Offiziell wollte sich die RIM-Sprecherin dazu nicht äußern. Es ist aber bekannt, dass der neue Firmenchef Thorsten Heins die Geschäfte auf Grund des Absatz- und Umsatzeinbruch straffen muss. Laut den damaligen Aussagen will er im Fiskaljahr eine Mrd. Dollar einsparen. Dies geht natürlich vorrangig nur über einen Stellenabbau. Der Nachrichtenagentur Reuters wurde von einer Quelle aus dem RIM-Umfeld sogar eine Zahl von bis zu 6.000 Mitarbeitern genannt. Dies wäre mehr als ein Drittel aller Beschäftigten.

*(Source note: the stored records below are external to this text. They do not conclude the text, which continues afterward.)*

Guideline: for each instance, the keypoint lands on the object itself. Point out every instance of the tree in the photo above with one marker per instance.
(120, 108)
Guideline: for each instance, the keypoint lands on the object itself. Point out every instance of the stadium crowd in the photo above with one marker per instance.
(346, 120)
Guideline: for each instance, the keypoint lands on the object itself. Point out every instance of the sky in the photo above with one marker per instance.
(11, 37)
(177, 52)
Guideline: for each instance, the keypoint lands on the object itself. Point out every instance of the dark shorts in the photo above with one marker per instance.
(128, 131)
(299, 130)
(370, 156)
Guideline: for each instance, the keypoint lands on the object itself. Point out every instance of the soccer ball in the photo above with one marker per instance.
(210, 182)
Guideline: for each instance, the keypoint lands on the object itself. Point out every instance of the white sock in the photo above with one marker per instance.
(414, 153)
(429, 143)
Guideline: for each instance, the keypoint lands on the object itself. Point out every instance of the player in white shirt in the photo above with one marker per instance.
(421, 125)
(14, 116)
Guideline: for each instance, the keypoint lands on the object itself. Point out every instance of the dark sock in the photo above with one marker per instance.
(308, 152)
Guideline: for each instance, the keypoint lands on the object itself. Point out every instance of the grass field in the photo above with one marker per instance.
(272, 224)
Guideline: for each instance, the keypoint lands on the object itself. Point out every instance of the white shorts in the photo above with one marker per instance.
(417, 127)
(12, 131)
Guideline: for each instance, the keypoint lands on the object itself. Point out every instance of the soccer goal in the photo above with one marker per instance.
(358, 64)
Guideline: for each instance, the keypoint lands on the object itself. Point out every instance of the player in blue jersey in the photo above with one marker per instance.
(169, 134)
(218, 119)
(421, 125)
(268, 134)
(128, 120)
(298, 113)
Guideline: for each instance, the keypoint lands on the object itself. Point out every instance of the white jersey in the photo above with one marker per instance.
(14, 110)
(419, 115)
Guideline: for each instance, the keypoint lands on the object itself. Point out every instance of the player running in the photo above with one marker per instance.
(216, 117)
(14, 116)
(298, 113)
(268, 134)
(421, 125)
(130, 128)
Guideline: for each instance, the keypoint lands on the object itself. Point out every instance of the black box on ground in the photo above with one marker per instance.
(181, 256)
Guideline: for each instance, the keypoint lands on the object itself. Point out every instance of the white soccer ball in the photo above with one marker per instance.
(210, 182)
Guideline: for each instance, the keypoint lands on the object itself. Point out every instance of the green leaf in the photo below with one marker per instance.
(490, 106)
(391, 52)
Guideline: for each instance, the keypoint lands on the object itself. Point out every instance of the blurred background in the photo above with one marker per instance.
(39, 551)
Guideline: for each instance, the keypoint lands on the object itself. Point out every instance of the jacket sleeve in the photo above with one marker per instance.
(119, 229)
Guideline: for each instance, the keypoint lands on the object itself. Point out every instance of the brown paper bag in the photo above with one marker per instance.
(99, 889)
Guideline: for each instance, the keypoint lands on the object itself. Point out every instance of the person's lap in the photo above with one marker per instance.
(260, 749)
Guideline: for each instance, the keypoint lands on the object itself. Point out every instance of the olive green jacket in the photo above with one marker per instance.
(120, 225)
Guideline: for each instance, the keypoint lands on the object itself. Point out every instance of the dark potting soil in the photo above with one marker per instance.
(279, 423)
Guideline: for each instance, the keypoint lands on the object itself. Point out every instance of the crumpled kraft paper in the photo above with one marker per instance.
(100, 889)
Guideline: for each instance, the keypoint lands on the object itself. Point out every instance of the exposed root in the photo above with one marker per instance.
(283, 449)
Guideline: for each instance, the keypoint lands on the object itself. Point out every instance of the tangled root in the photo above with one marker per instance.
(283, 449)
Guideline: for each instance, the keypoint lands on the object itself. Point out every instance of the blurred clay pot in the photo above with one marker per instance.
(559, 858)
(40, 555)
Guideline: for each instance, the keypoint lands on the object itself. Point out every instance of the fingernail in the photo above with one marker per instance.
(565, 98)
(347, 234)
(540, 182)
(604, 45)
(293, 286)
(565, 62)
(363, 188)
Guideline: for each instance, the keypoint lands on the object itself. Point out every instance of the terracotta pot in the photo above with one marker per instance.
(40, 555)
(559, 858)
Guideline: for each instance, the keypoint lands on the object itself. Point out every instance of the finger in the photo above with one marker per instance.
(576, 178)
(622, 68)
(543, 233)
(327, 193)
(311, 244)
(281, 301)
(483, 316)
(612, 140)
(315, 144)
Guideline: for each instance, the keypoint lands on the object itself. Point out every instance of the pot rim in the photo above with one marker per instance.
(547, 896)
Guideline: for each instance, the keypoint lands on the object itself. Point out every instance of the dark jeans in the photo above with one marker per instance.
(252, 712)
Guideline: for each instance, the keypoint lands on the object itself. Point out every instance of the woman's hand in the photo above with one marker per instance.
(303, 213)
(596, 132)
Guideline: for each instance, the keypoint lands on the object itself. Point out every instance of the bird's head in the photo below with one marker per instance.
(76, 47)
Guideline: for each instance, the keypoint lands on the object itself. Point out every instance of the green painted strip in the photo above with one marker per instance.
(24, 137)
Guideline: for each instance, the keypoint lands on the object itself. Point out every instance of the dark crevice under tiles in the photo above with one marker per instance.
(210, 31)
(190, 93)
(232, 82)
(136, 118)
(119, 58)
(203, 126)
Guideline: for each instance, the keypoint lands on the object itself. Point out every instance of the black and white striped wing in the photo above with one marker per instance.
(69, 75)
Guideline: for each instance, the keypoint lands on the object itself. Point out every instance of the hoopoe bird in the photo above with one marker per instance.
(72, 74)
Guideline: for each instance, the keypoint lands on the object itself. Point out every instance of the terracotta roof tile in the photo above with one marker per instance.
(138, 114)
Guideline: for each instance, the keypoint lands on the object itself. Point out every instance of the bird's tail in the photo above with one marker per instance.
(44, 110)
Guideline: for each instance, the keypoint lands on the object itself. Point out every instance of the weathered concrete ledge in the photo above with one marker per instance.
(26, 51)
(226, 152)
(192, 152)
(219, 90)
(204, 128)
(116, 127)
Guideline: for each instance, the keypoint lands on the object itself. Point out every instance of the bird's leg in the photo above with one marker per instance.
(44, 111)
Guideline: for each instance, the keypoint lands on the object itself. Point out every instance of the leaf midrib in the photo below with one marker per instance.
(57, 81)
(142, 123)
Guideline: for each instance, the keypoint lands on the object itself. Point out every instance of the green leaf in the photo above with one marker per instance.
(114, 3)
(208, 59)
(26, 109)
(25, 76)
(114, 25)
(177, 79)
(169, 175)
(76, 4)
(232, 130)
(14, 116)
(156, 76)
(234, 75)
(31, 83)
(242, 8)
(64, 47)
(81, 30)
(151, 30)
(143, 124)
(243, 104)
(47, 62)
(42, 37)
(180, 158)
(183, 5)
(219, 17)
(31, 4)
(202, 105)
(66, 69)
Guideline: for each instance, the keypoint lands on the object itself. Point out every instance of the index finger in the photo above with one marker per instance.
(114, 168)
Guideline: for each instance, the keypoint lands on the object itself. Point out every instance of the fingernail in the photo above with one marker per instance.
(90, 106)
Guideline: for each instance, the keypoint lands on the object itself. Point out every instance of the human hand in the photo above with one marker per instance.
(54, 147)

Es ist fraglich, ob sich RIM mit dieser Aktion noch retten kann. Google mit seinen Android-Smartphones und Apple mit dem iPhone sind momentan einfach übermächtig bzw. RIM hat die Trends verschlafen. Auch die Aktionäre haben größtenteils schon das Vertrauen in das Unternehmen verloren. Seit September letzten Jahres ist die Aktie von knapp 35 US-Dollar auf gut 10 US-Dollar gefallen.

Was meint ihr? Wie geht es mit RIM weiter?